Thomas got me to do it and later preach it. It's a virtuous cycle! (Also, charge more.)
Also bcrypt! And CISPA isn't as bad as they say it is! And neither is Wikipedia!
> As always, let me remind you: don't bill hourly.

This advice breaks down if you don't work an 8 hour day. Some days I want to only work 2 hours, other days I want to work 12 hours. My clients need to be fairly charged in both cases.

Seriously, one of the reasons I became a freelancer is because I think the ideal workweek is mostly 2-4 hour days. If you know how to code and aren't in massive debt, you can live the dream!

If you produce meaningful business value in 2~4 hours, just charge for the day. Butt in chair is not what they are buying from you. If they wanted cheap butt-hours you're already not cost competitive. Instead, deliver what they're asking for and don't worry them with irrelevant trivia like your fluctuating time-costs at different stages of the product cycle.
Totally agree on this. To put it another way, charge for product (value delivered) not process.
In all, I agree with billing at a daily rate. Personally I bill in half day increments for minor maintenance with smaller loyal clients and daily or even weekly for significant slices of work. A worthwhile client won't pay much attention to how things break down in smaller increments provided they know up front that there is a minimum block.

One of the healthy side effects is that you'll rarely end up with the "can you just quickly add x" requests, which can be far more time consuming.

>One of the healthy side effects is that you'll rarely end up with the "can you just quickly add x" requests

Up until now I've always billed by the hour, but this sentence alone has convinced me to switch over to daily.

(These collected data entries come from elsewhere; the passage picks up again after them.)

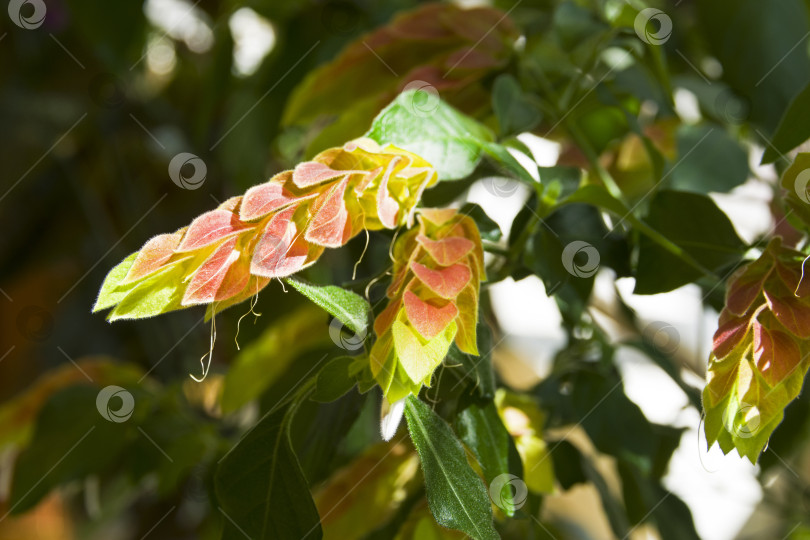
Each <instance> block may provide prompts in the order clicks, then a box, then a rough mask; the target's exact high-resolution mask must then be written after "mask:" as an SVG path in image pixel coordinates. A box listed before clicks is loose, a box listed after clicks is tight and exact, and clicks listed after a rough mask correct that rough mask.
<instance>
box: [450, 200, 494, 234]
mask: <svg viewBox="0 0 810 540" xmlns="http://www.w3.org/2000/svg"><path fill="white" fill-rule="evenodd" d="M458 212H459V214H463V215H465V216H470V217H471V218H472V219H473V221H475V224H476V225H477V226H478V232H479V233H481V239H482V240H489V241H490V242H497V241H498V240H500V239H501V236H502V234H503V233H501V228H500V227H499V226H498V224H497V223H495V222H494V221H493V220H492V218H491V217H489V216H488V215H487V213H486V212H484V209H483V208H481V207H480V206H479V205H477V204H475V203H464V205H463V206H462V207H461V208H460V209H459V211H458Z"/></svg>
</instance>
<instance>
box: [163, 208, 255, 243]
mask: <svg viewBox="0 0 810 540" xmlns="http://www.w3.org/2000/svg"><path fill="white" fill-rule="evenodd" d="M247 227H248V226H247V225H246V224H244V223H242V222H241V221H240V220H239V218H238V217H237V216H236V214H234V213H233V212H229V211H227V210H211V211H210V212H206V213H204V214H202V215H201V216H199V217H197V218H195V219H194V221H192V222H191V225H189V227H188V231H186V235H185V236H184V237H183V241H182V242H180V245H179V246H177V247H176V248H175V251H177V252H183V251H194V250H195V249H199V248H201V247H204V246H207V245H210V244H213V243H215V242H218V241H219V240H222V239H224V238H227V237H228V236H231V235H234V234H238V233H240V232H242V231H244V230H245V229H246V228H247Z"/></svg>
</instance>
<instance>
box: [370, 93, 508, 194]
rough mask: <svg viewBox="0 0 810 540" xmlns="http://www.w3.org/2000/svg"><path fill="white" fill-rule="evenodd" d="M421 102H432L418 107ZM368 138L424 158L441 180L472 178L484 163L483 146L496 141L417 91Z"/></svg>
mask: <svg viewBox="0 0 810 540" xmlns="http://www.w3.org/2000/svg"><path fill="white" fill-rule="evenodd" d="M418 99H427V100H429V101H430V102H429V103H415V101H414V100H418ZM425 111H429V113H427V112H425ZM366 136H367V137H370V138H372V139H374V140H375V141H377V142H378V143H380V144H385V143H390V144H393V145H395V146H398V147H400V148H404V149H405V150H409V151H411V152H414V153H415V154H418V155H420V156H422V157H423V158H424V159H425V160H427V161H428V162H429V163H430V164H432V165H433V166H434V167H435V168H436V170H437V171H438V172H439V179H441V180H459V179H461V178H465V177H466V176H469V174H470V173H472V172H473V170H475V167H476V165H477V164H478V161H479V160H480V159H481V153H482V150H481V144H482V143H483V142H487V141H492V140H493V135H492V133H491V132H490V131H489V129H487V128H486V127H485V126H483V125H482V124H480V123H478V122H476V121H475V120H473V119H472V118H470V117H468V116H466V115H464V114H462V113H460V112H458V111H457V110H456V109H454V108H453V107H451V106H450V105H448V104H446V103H445V102H443V101H442V100H441V99H440V98H439V97H438V95H436V94H432V93H429V92H418V91H416V90H409V91H407V92H403V93H401V94H399V95H398V96H397V98H396V99H395V100H394V101H393V102H391V104H389V105H388V106H387V107H386V108H385V109H383V111H382V112H381V113H380V114H379V115H378V116H377V118H375V119H374V122H373V123H372V125H371V129H370V130H369V132H368V133H367V134H366Z"/></svg>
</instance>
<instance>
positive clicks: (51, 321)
mask: <svg viewBox="0 0 810 540" xmlns="http://www.w3.org/2000/svg"><path fill="white" fill-rule="evenodd" d="M17 330H19V332H20V334H21V335H22V336H23V337H24V338H25V339H28V340H30V341H45V340H46V339H48V338H49V337H50V336H51V334H52V333H53V316H52V315H51V313H50V312H49V311H48V310H46V309H45V308H42V307H39V306H27V307H24V308H22V309H21V310H20V312H19V313H18V314H17Z"/></svg>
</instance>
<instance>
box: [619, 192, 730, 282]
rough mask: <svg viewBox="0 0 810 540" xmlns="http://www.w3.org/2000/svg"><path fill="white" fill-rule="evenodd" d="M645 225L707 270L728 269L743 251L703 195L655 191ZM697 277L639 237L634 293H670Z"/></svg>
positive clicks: (663, 250) (666, 254)
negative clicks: (678, 287)
mask: <svg viewBox="0 0 810 540" xmlns="http://www.w3.org/2000/svg"><path fill="white" fill-rule="evenodd" d="M646 222H647V224H648V225H649V226H650V227H652V228H653V229H655V230H656V231H658V232H659V233H661V234H662V235H663V236H665V237H666V238H668V239H669V240H671V241H672V242H673V243H675V244H676V245H677V246H678V247H680V248H681V249H683V251H684V252H685V253H687V254H688V255H690V256H691V257H692V258H694V259H695V260H696V261H697V262H698V263H700V264H701V265H703V266H704V267H706V268H707V269H709V270H711V271H718V270H720V269H721V268H723V267H727V266H729V265H731V264H734V263H735V262H737V261H738V260H739V259H740V257H741V256H742V253H743V251H744V245H743V242H742V240H740V238H739V237H738V236H737V233H736V232H735V231H734V226H733V225H732V224H731V221H729V219H728V217H727V216H726V215H725V214H724V213H723V212H722V210H720V209H719V208H718V207H717V205H716V204H715V203H714V201H712V200H711V199H710V198H709V197H707V196H705V195H699V194H696V193H684V192H678V191H669V190H663V191H659V192H658V193H657V194H656V195H655V196H654V197H653V200H652V202H651V203H650V208H649V211H648V215H647V219H646ZM699 277H701V272H700V271H699V270H697V269H696V268H694V267H693V266H690V265H689V264H687V263H686V262H684V261H683V260H682V259H680V258H678V257H676V256H674V255H673V254H671V253H670V252H669V251H667V250H665V249H664V248H662V247H661V246H660V245H659V244H657V243H654V242H653V241H652V240H650V239H649V238H647V237H642V238H641V240H640V242H639V254H638V266H637V268H636V287H635V291H634V292H635V293H636V294H655V293H659V292H666V291H671V290H673V289H676V288H678V287H680V286H682V285H686V284H687V283H690V282H692V281H694V280H696V279H697V278H699Z"/></svg>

Those "10 minute" requests drive me absolutely insane. Even though that time is billable it takes a large toll on my mental well-being.

And really, that's the entire point: as a developer your effectiveness in smaller time increments is usually limited. Context switching has a cognitive cost that's generally paid in larger time chunks, so it makes sense to set your client expectations in those terms.

And regardless of the time it takes you to deliver something, they should be paying you in terms of the value they get from it.

What do you mean it's awfully hard to do? Psychologically?